1. The wrong tail on the wrong leg
Assigning a larger or longer-range aircraft to a leg a smaller tail could have flown keeps the more expensive asset tied up while a cheaper one sits idle. It happens most when a planner under time pressure grabs the first available tail instead of the best-fitting one.
2. Positioning and deadhead legs that aren't weighed
An aircraft or crew that has to reposition empty between duties yields fewer productive block hours than a rotation that closes cleanly in one region — even though both look "full" on the roster. Unweighed deadhead is utilisation leaking in plain sight.
3. Qualification that constrains the roster unnecessarily
When type-ratings and recency live only in someone's head, a tail sometimes gets rostered light because the planner isn't sure which crew may legally step in — while a qualified crew member was in fact available. The constraint is real; the uncertainty is the waste.

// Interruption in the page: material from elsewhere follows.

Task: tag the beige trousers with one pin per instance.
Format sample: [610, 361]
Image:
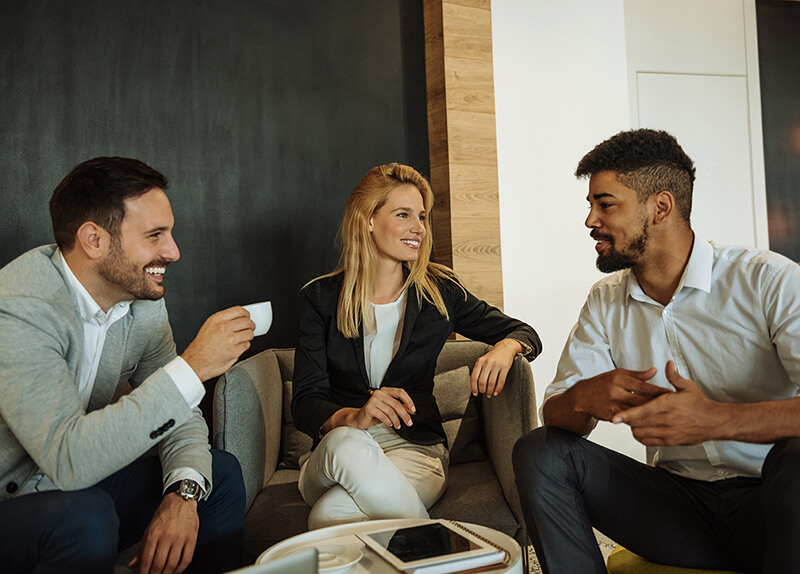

4. Maintenance and AOG that aren't visible in the roster
An aircraft in a check window or AOG that isn't blocked as such in the roster leads to double assignments discovered at the last moment — and last-minute recovery is expensive.
5. No view of patterns over time
Without a dashboard showing utilisation per tail and duty hours per crew per week, it stays unclear whether a low figure is an incident or a recurring pattern — and therefore whether it's worth steering on fleet size, base placement or pricing.
The common thread
All five gaps share one thing: they're invisible at the moment the roster is built, and visible once it's already too late. That's exactly the gap a scheduling engine closes — not by recording the roster, but by checking at every assignment, up front, whether it's actually feasible and optimal.